В окно глядела матово-бледная полная Луна. И если все усугублялось таинственной чернотой ночи, то одна Луна, она одна-единственная, став на свой всенощный пост и постепенно насыщаясь тьмою, все более наливалась свечением, и наш Бесаме, приподнявшись на локти и подперев руками осененное далекой печалью лицо, благоговейно ожидал чего-то, а на нижнем этаже старик, подсев к открытому роялю с поднятой над ним подобно парусу крышкой, тоже поглядел на ту же Луну, и соната, Лунная соната, распадаясь на три и на три, огласила, полонила весь дом, пропитала стены; утонченно-бессильные, суховато-мягкие пальцы Луны ощупывали все на чердаке Ночи, и покрытые пылью, неприкаянно блуждающие души заброшенных вещей вились вокруг Бесаме, и что-то сокровенное и очень важное нисходило с блаженной болью на только-только оправляющегося от болезни мальчугана, и когда музыка вдруг внезапно оборвалась и в воздухе замерли трепетно-мерцающие звуки, Бесаме, — который уже, оказывается, поднялся с постели и в неистребимой жажде чего-то свесился с небольшого балкончика, — увидел в безмолвном мраке двора призрачноколышущиеся очертания одеревенело застывшей фигуры Великого Старца, который успел уже туда спуститься.

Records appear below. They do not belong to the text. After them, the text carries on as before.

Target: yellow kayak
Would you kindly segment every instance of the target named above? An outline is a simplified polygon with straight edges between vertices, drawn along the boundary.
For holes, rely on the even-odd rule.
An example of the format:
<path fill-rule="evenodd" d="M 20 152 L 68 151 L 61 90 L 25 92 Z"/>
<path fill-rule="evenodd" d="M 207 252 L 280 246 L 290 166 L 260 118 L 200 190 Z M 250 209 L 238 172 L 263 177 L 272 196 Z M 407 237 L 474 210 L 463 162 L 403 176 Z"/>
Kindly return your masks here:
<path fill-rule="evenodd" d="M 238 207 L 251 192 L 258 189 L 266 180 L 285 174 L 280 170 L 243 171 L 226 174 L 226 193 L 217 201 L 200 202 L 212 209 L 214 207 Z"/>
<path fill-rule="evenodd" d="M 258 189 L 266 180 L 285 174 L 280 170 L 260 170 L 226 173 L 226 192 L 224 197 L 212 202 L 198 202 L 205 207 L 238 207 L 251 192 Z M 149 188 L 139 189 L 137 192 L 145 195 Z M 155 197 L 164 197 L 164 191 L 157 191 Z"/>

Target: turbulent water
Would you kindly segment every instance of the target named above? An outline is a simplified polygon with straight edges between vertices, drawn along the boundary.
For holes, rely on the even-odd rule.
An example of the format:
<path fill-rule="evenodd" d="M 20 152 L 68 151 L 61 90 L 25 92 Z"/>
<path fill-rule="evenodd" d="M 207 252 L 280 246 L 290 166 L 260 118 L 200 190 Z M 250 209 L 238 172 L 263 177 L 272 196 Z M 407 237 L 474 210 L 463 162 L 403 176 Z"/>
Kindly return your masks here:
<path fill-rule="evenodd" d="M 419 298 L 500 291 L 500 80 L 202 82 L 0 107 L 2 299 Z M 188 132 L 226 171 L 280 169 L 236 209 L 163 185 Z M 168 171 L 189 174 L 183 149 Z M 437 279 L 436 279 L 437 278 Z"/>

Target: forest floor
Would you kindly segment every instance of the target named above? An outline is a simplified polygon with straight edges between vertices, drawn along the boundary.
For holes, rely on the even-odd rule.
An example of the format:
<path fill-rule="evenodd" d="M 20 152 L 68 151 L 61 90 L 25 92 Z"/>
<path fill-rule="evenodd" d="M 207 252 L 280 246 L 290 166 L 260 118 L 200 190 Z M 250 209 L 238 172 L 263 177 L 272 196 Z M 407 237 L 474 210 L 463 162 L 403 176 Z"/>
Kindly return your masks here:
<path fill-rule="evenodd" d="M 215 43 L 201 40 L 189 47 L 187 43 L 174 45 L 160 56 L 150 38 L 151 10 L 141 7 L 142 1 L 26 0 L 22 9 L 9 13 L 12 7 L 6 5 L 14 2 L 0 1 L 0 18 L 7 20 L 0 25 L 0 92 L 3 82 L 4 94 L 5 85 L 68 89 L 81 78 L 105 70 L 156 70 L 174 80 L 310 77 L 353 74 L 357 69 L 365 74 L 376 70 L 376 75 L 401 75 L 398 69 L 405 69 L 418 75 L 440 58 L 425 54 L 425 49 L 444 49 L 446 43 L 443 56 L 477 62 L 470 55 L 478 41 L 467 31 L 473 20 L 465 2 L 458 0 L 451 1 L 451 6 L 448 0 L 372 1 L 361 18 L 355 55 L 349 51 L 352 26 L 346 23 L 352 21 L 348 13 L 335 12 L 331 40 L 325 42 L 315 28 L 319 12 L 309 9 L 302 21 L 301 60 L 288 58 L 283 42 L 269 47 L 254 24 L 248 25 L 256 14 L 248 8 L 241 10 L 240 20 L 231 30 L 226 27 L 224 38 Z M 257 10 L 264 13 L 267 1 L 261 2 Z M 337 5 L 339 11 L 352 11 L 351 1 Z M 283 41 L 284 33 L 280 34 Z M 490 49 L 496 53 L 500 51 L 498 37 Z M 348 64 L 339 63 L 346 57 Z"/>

— Что... что это было... Кто же это был? — снова спросил почти беззвучно Бесаме.
— И это тоже был Бетховен, Бесаме, — шепотом же донеслось снизу, — тот, кто возвел до гениальности самое простоту.
Бесаме вяло повернул в комнату и вдруг — понял!
Он шел к высокому горнему престолу: затаив дыхание шагал Бесаме к высокому престолу, на котором покоился его собственный, пока еще не обыгранный, еще не давший вкусить себя во всей полноте, окутанный бархатным платом удлиненный инструмент, и в этой недальней, всего в шесть шагов, но такой поразительной в своей распахнутой открытости дороге Бесаме многое постиг и принял без раздумий и размышлений. С молитвенным упованием коснувшись бархата, Бесаме высвободил инструмент, и, повязав наискось бархатным платом висок, бережно, как новорожденного младенца, взял на руки свою флейту, некоторое время любовно глядел на нее и, преисполненный душевного волнения, медленно поднес к губам. И — о чудо! Только сейчас впервые, совсем, совсем, впервые он лелейно ласкал ее от всей полноты сердца, поистине вкладывая в эту ласку всю душу, весь свой страстный порыв, и благодарный отклик не заставил себя ждать: в тот же миг дремавший до сей поры волшебник поднял и двинул свое неведомое, невыразимо прекрасное воинство звуков, и воздух насквозь пронизала тонкая печальная мелодия, порожденная благороднейшим из металлов — серебром. Да, теперь Бесаме действительно по-настоящему играл; все вокруг прониклось таинственной грустью, дивные видения поселили Рамону Сна, а во дворе под деревом стоял Великий Старец, крепко обхватив прохладный ствол своей видавшей виды рукой. Едва дыша, с прикрытыми глазами, Бесаме радостно ощущал свое полное слияние с благостно-ласковой ночью, ибо во флейту вселилась призрачно-проникновенная душа Луны, а Луна стала нежно светящимся островом флейты.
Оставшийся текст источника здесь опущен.